There are still some limitations in our experiments. First, we are not able to determine the exact localization of HBD4 in SHED. We will continue to optimize the experimental conditions to figure out the immunological localization of HBD4 in SHED. Second, further in vivo experiments are needed to verify the actual effects of odontogenesis of HBD4 in pulp capping therapy. The study of HBD4 in SHED will help to explore new pulp capping agents for primary teeth and provide new clues for seed cells in tissue engineering of pulp regeneration.

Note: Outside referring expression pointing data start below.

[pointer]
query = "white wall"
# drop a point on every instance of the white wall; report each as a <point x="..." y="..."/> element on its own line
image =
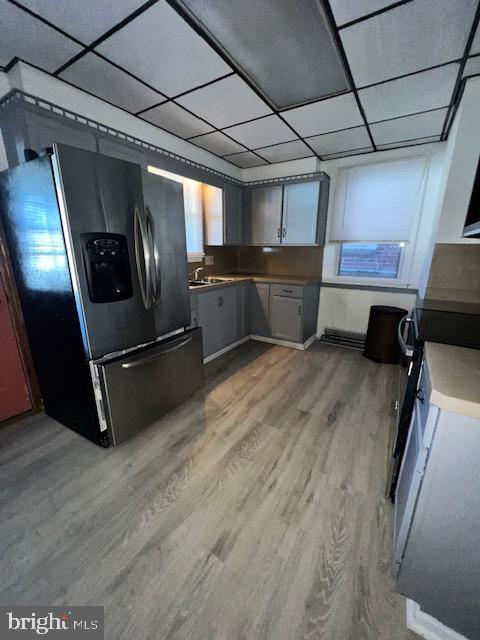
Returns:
<point x="41" y="85"/>
<point x="462" y="155"/>
<point x="348" y="309"/>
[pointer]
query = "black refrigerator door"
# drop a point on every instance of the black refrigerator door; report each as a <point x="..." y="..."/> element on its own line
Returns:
<point x="166" y="226"/>
<point x="111" y="262"/>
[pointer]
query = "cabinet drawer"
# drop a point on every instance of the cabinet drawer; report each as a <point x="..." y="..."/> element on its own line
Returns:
<point x="287" y="290"/>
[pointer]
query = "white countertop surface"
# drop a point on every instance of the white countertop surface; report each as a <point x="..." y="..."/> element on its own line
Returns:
<point x="455" y="376"/>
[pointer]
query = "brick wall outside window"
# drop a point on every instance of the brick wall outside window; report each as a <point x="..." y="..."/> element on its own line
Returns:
<point x="377" y="260"/>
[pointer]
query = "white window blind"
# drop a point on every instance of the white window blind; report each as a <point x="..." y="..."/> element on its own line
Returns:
<point x="192" y="196"/>
<point x="193" y="205"/>
<point x="377" y="202"/>
<point x="213" y="212"/>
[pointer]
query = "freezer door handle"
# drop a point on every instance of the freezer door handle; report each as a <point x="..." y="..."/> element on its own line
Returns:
<point x="143" y="258"/>
<point x="138" y="363"/>
<point x="155" y="262"/>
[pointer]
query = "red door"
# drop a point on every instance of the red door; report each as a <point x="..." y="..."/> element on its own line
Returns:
<point x="14" y="396"/>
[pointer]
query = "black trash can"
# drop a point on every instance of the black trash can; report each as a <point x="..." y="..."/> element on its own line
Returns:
<point x="381" y="344"/>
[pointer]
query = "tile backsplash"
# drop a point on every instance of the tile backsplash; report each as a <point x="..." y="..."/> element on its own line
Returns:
<point x="295" y="261"/>
<point x="455" y="273"/>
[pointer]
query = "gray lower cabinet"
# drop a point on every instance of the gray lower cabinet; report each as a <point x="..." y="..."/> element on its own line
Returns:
<point x="437" y="515"/>
<point x="217" y="315"/>
<point x="259" y="309"/>
<point x="286" y="318"/>
<point x="226" y="315"/>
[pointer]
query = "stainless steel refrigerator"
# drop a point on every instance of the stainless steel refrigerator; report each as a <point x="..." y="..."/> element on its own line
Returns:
<point x="98" y="251"/>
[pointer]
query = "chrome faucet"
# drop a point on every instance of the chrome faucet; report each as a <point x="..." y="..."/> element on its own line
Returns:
<point x="195" y="273"/>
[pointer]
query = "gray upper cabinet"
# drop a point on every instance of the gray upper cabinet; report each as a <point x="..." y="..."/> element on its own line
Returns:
<point x="233" y="214"/>
<point x="286" y="318"/>
<point x="264" y="210"/>
<point x="293" y="213"/>
<point x="300" y="213"/>
<point x="43" y="131"/>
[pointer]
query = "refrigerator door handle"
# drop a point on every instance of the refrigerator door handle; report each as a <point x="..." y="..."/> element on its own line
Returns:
<point x="156" y="276"/>
<point x="406" y="348"/>
<point x="143" y="258"/>
<point x="138" y="363"/>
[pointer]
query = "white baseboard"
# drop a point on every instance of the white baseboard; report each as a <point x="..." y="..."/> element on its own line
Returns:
<point x="282" y="343"/>
<point x="225" y="349"/>
<point x="428" y="627"/>
<point x="285" y="343"/>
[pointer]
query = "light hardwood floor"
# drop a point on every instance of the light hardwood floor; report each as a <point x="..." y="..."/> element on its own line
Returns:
<point x="254" y="511"/>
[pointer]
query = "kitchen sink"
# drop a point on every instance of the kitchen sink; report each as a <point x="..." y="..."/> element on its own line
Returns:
<point x="208" y="280"/>
<point x="213" y="280"/>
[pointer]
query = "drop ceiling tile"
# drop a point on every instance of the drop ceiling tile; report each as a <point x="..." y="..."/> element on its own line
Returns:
<point x="346" y="154"/>
<point x="408" y="38"/>
<point x="409" y="128"/>
<point x="225" y="102"/>
<point x="286" y="151"/>
<point x="420" y="92"/>
<point x="101" y="78"/>
<point x="396" y="145"/>
<point x="340" y="112"/>
<point x="261" y="133"/>
<point x="475" y="48"/>
<point x="472" y="67"/>
<point x="218" y="143"/>
<point x="245" y="29"/>
<point x="338" y="141"/>
<point x="245" y="160"/>
<point x="347" y="11"/>
<point x="173" y="118"/>
<point x="161" y="49"/>
<point x="82" y="18"/>
<point x="23" y="36"/>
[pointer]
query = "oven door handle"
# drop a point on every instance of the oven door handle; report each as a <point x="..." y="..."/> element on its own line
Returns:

Data Availability Statement

The datasets generated for this study are available on request to the corresponding author.

Ethics Statement

The studies involving human participants were reviewed and approved by the Ethics Committee of the Peking University Health Science Center (PKUSSIRB-201630091). Written informed consent to participate in this study was provided by the participants’ legal guardian/next of kin.

Author Contributions

YeZ conceptualized, planned, and performed all the experiments. YeZ and YW wrote the manuscript. NR and JL performed the experiments of quantitative polymerase chain reaction and western blot. XL and TF performed the antibacterial experiments. YmZ and YW contributed toward editing and proofreading the manuscript. LG was responsible for the overall project design and manuscript organization, revision, and finalization.

Conflict of Interest

The authors declare that the research was conducted in the absence of any commercial or financial relationships that could be construed as a potential conflict of interest.